Estimation of the number of conjugacy classes of a group I am trying to prove the following statement:

Let $A$ be a normal subgroup of $G$ such that $A$ is the centralizer of every non-trivial element in $A$. If further $G/A$ is abelian, then $$k \leq 1 + (|A|-1)/|G:A| +(|G| - |A|)/|A|,$$ where $k$ is the number of conjugacy classes of the group $G$.

I'm stuck in one place that practically completes my proof.
I started to prove this statement as follows.
$$k = \frac{1}{|G|}\sum\limits_{g \in G}|C_{G}(g)|$$
Since $A = C_{G}(a)\; \forall a \neq 1\in A$, we get:  $$k =\frac{|A|(|A| - 1)}{|G|} + \frac{|G|}{|G|} + \frac{1}{|G|}\sum\limits_{g\in G \setminus A}|C_{G}(g)|\leq \frac{|A|(|A| - 1)}{|G|} +1 +\frac{1}{|G|}(|G|-|A|)\cdot \max\limits_{g\in G \setminus A}|C_{G}(g)|$$
Why in this case $\max\limits_{g\in G\setminus A} |C_{G}(g)| \leq |G:A|$? Perhaps this is not a very difficult question, but unfortunately I cannot answer it.
Any help?
 A: Since each nonidentity element of $A$ centralizes $A$ and only $A$, we have deduced that the size of conjugacy classes to which nonidentity elements of $A$ belong is $|G : A|$. These conjugacy classes together with the identity form $A$ since $A$ is normal. Therefore, the number of conjugacy classes contained in A is precisely $1 + (|A| − 1)/|G : A|$.
Now, $G - A$ is a union of conjugacy classes, and we want to show that the number of conjugacy classes in this union is less than or equal to $(|G| - |A|)/|A|$. We can show that each conjugacy class has size at least $|A|$, and the statement will follow.
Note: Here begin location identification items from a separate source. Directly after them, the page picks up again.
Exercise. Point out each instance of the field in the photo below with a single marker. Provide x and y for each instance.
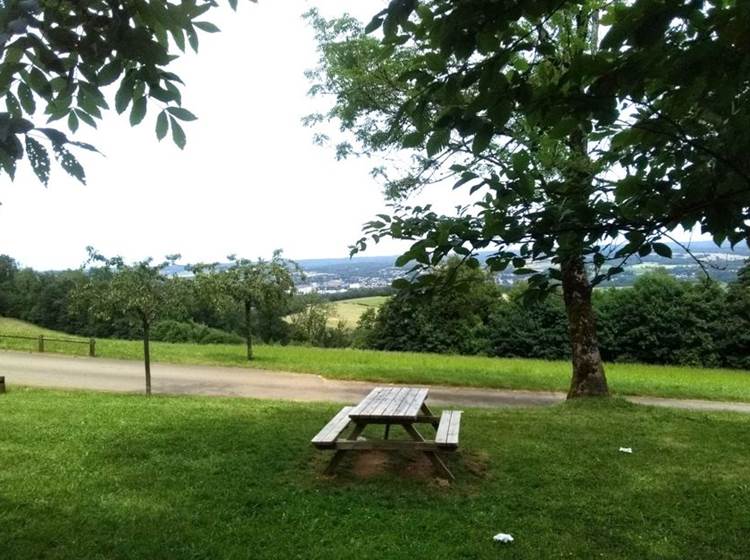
(350, 310)
(121, 476)
(472, 371)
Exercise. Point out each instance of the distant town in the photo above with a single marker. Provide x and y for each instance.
(331, 276)
(335, 276)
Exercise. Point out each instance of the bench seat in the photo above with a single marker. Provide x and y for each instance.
(448, 428)
(326, 438)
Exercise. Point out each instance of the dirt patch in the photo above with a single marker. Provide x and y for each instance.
(367, 464)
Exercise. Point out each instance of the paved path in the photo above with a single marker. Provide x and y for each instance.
(69, 372)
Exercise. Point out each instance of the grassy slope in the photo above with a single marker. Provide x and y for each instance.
(473, 371)
(350, 310)
(118, 476)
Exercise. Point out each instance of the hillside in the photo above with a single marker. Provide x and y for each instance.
(415, 368)
(350, 310)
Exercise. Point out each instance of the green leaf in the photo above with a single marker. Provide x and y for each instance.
(109, 73)
(72, 122)
(662, 249)
(374, 24)
(39, 159)
(182, 114)
(14, 108)
(437, 141)
(162, 125)
(123, 96)
(39, 83)
(138, 111)
(178, 135)
(412, 140)
(69, 163)
(85, 117)
(206, 26)
(26, 97)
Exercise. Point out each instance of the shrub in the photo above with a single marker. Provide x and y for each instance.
(177, 331)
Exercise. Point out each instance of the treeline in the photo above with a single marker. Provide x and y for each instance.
(195, 313)
(659, 320)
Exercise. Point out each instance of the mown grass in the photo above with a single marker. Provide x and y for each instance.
(120, 476)
(350, 310)
(404, 367)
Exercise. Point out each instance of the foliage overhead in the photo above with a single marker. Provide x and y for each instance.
(579, 128)
(58, 57)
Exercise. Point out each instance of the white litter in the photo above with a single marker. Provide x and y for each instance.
(503, 537)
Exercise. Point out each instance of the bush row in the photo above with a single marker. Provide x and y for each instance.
(659, 320)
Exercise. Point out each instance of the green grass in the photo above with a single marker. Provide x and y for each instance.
(350, 310)
(403, 367)
(127, 477)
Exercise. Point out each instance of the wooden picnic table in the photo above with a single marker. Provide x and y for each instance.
(388, 406)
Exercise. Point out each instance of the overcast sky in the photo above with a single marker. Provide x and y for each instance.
(249, 181)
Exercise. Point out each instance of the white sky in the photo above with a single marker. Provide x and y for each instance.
(249, 181)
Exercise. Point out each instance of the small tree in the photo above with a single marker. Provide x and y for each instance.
(139, 292)
(254, 285)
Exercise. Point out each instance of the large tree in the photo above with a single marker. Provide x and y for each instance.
(584, 131)
(59, 56)
(140, 292)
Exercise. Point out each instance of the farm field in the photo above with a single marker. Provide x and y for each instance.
(402, 367)
(122, 476)
(350, 310)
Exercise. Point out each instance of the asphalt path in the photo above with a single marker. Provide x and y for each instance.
(101, 374)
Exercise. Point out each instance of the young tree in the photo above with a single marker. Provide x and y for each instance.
(57, 58)
(254, 285)
(575, 149)
(139, 292)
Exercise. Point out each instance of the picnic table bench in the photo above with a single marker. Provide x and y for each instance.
(401, 406)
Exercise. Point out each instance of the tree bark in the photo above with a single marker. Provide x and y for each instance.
(147, 356)
(248, 330)
(588, 370)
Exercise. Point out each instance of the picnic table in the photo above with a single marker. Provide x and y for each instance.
(388, 406)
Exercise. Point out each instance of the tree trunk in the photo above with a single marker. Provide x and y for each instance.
(147, 356)
(588, 370)
(248, 330)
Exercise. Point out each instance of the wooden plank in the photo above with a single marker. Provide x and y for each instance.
(398, 403)
(373, 402)
(437, 462)
(389, 395)
(396, 400)
(448, 429)
(326, 437)
(372, 398)
(411, 408)
(385, 445)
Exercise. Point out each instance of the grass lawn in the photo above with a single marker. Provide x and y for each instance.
(87, 475)
(404, 367)
(350, 310)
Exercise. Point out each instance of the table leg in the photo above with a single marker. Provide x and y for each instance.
(336, 459)
(437, 462)
(427, 412)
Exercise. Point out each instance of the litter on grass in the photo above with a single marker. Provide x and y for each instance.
(503, 537)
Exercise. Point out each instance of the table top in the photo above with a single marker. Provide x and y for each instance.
(398, 403)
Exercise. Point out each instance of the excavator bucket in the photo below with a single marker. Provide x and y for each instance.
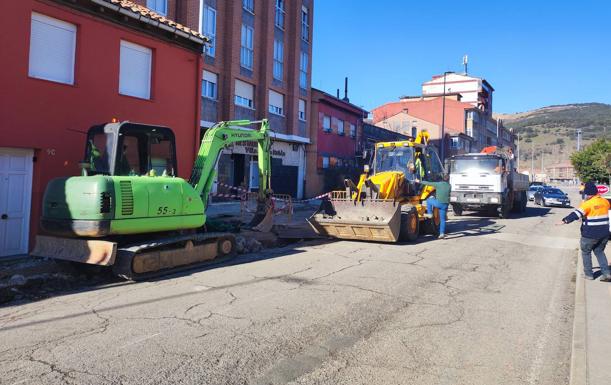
(377, 220)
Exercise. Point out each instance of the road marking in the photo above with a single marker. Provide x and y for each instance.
(139, 340)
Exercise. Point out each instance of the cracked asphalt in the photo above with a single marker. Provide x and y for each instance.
(491, 305)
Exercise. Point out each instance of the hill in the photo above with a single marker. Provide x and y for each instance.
(551, 132)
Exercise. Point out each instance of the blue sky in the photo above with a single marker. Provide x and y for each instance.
(534, 53)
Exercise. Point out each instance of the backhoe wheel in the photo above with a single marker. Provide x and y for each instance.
(226, 246)
(431, 225)
(457, 209)
(410, 226)
(504, 211)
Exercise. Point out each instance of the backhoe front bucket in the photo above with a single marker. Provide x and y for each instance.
(369, 220)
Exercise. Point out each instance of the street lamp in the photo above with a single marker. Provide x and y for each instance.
(443, 117)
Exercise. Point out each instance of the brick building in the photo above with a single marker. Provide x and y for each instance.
(473, 90)
(335, 136)
(72, 64)
(410, 115)
(469, 125)
(372, 134)
(258, 65)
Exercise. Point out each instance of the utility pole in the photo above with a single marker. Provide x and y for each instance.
(532, 160)
(518, 152)
(443, 119)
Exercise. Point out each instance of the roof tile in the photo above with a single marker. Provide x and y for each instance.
(144, 11)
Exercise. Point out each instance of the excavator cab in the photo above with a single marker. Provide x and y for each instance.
(130, 149)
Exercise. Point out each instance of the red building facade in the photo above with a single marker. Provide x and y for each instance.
(335, 134)
(112, 64)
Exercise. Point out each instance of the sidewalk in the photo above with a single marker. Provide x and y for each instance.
(591, 330)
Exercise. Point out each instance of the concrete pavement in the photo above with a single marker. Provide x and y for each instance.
(490, 305)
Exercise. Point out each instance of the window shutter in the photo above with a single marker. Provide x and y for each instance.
(52, 47)
(135, 70)
(244, 89)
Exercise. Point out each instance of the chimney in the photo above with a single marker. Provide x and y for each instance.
(346, 90)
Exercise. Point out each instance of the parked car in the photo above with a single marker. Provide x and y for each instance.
(530, 193)
(550, 196)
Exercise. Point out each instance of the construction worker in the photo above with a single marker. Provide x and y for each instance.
(594, 213)
(441, 201)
To do this, choose $a,b \in A$ and $g \in G - A$. We wish to show that $a^{-1}ga = b^{-1}gb$ implies that $a = b$, but this fact follows from the fact that $ba^{-1}g = gba^{-1}$, so $g \in C_G(ba^{-1})$. However, our hypothesis tells us that this can only happen if $ba^{-1} = 1$, so $a = b$. At last, we have that each conjugate of $g$ by an element of $A$ is distinct from any other conjugate of $g$ by an element of $A$, and $g$ belongs to a class of size at least $|A|$.